May 29, 2017 / 12:18 PM / 4 months ago

Investigators search Ukrainian offices of Russia's Yandex

Unplugged computer monitors are seen through a glass door in the office of the Russian internet group Yandex in Kiev, Ukraine, May 29, 2017. REUTERS/Valentyn Ogirenko

KIEV/MOSCOW (Reuters) - Ukraine’s State Security Service (SBU) raided the Kiev and Odessa offices of Russia’s top search site Yandex on Monday, accusing the company of illegally collecting Ukrainian users’ data and sending it to Russian security agencies.

Ukraine imposed sanctions on Yandex and several other Russian Internet firms this month and blocked access to their websites, saying it wanted to guard against cyber threats.

“There are representatives of Ukraine’s Security Service in our offices in Kiev and Odessa,” Yandex said in a statement, saying its lawyers were willing to help with any investigation.
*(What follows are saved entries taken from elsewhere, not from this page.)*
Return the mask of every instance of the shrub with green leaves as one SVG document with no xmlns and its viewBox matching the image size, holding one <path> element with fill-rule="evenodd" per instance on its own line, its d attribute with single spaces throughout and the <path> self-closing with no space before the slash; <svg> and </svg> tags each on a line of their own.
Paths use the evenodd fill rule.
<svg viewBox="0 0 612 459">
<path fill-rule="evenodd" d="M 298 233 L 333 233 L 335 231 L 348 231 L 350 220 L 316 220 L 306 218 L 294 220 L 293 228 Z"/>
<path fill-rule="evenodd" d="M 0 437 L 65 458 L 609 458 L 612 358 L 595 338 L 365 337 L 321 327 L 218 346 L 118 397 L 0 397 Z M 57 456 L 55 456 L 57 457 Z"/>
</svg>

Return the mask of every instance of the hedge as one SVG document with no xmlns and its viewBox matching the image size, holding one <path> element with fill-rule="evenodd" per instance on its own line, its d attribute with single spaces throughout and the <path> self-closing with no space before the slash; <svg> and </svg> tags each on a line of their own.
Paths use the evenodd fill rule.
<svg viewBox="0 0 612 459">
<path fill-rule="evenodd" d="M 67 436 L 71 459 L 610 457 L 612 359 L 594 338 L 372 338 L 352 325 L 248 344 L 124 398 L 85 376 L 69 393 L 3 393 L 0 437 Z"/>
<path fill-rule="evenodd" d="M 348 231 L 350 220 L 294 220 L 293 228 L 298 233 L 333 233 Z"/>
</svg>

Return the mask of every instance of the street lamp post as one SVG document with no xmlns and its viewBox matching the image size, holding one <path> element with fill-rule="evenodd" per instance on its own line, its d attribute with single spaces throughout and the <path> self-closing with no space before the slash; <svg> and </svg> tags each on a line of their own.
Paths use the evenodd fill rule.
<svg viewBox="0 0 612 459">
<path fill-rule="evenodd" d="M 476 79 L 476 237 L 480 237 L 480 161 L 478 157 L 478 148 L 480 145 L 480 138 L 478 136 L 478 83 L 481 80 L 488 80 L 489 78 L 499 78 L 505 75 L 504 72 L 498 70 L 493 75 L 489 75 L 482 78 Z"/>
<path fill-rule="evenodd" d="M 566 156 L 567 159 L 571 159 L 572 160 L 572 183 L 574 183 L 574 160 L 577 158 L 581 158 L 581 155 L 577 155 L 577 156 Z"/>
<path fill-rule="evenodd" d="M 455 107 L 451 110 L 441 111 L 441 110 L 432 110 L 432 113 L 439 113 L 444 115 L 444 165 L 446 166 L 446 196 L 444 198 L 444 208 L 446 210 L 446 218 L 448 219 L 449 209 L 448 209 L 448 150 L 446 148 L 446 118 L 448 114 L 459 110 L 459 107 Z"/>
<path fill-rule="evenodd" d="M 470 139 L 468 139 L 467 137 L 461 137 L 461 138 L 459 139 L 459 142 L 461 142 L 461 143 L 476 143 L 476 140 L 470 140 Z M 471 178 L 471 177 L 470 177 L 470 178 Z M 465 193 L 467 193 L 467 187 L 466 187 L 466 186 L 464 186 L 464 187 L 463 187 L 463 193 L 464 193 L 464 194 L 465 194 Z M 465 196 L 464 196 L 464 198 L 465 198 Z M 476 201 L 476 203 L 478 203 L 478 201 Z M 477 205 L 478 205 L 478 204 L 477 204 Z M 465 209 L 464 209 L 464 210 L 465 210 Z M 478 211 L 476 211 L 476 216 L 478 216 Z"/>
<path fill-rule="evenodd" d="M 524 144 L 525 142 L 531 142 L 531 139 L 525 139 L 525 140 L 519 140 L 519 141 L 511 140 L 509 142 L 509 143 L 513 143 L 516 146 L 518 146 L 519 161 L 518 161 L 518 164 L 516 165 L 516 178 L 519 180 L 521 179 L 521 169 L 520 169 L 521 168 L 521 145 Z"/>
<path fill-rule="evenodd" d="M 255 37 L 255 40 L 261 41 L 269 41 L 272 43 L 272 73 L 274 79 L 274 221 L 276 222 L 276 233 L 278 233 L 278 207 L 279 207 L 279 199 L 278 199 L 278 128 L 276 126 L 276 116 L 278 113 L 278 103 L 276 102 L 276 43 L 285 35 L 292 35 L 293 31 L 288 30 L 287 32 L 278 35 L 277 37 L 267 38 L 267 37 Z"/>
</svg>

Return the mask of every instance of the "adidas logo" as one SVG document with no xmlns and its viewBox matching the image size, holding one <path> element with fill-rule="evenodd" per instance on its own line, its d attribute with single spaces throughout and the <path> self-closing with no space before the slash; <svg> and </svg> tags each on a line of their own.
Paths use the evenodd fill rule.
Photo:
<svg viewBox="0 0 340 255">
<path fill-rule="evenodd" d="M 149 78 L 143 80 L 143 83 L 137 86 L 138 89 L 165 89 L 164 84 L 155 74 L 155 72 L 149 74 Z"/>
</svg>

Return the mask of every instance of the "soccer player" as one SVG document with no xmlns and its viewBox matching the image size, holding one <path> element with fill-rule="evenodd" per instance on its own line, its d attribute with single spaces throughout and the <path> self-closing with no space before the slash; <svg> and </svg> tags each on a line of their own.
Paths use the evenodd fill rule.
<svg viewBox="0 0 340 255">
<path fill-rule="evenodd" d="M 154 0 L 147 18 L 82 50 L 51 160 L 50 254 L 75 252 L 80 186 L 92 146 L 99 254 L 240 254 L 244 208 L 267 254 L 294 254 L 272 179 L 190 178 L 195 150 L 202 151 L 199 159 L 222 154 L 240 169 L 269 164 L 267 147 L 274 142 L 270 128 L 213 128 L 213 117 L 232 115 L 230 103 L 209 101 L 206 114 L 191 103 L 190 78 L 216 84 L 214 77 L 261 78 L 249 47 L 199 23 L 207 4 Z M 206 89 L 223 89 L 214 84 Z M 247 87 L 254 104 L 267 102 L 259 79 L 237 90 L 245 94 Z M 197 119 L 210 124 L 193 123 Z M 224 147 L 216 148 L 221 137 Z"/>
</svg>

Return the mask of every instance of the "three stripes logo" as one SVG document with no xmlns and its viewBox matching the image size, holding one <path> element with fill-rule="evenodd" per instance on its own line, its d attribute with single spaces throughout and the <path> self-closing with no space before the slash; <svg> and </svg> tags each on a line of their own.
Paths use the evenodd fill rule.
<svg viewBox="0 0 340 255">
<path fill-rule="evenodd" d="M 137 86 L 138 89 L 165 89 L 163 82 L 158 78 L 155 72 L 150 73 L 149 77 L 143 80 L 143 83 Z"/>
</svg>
SBU spokeswoman Olena Gitlyanska said on Facebook “investigative actions” were being carried out in connection with a criminal investigation into suspected treason but gave no further details.

A man is seen through a glass door in the office of the Russian internet group Yandex in Kiev, Ukraine, May 29, 2017. REUTERS/Valentyn Ogirenko

A Reuters witness at Yandex’s Kiev office saw plain-clothes investigators sticking yellow labels onto a number of computers that appeared to have been seized.

Later, the SBU said in a statement that information had been passed to Russia for use in reconnaissance and acts of sabotage that undermined the sovereignty and territorial integrity of Ukraine.

Yandex has previously said it operates fully in accordance with Ukrainian law. It does not expect sanctions to have a materially negative impact on its business.

More than 450 Russian firms have been blacklisted by Kiev since Moscow’s annexation of Crimea in 2014 and the ensuing pro-Russian separatist uprising in eastern Ukraine.

Before sanctions were imposed, Yandex employed 320 people in Ukraine and had about 11 million Ukrainian users.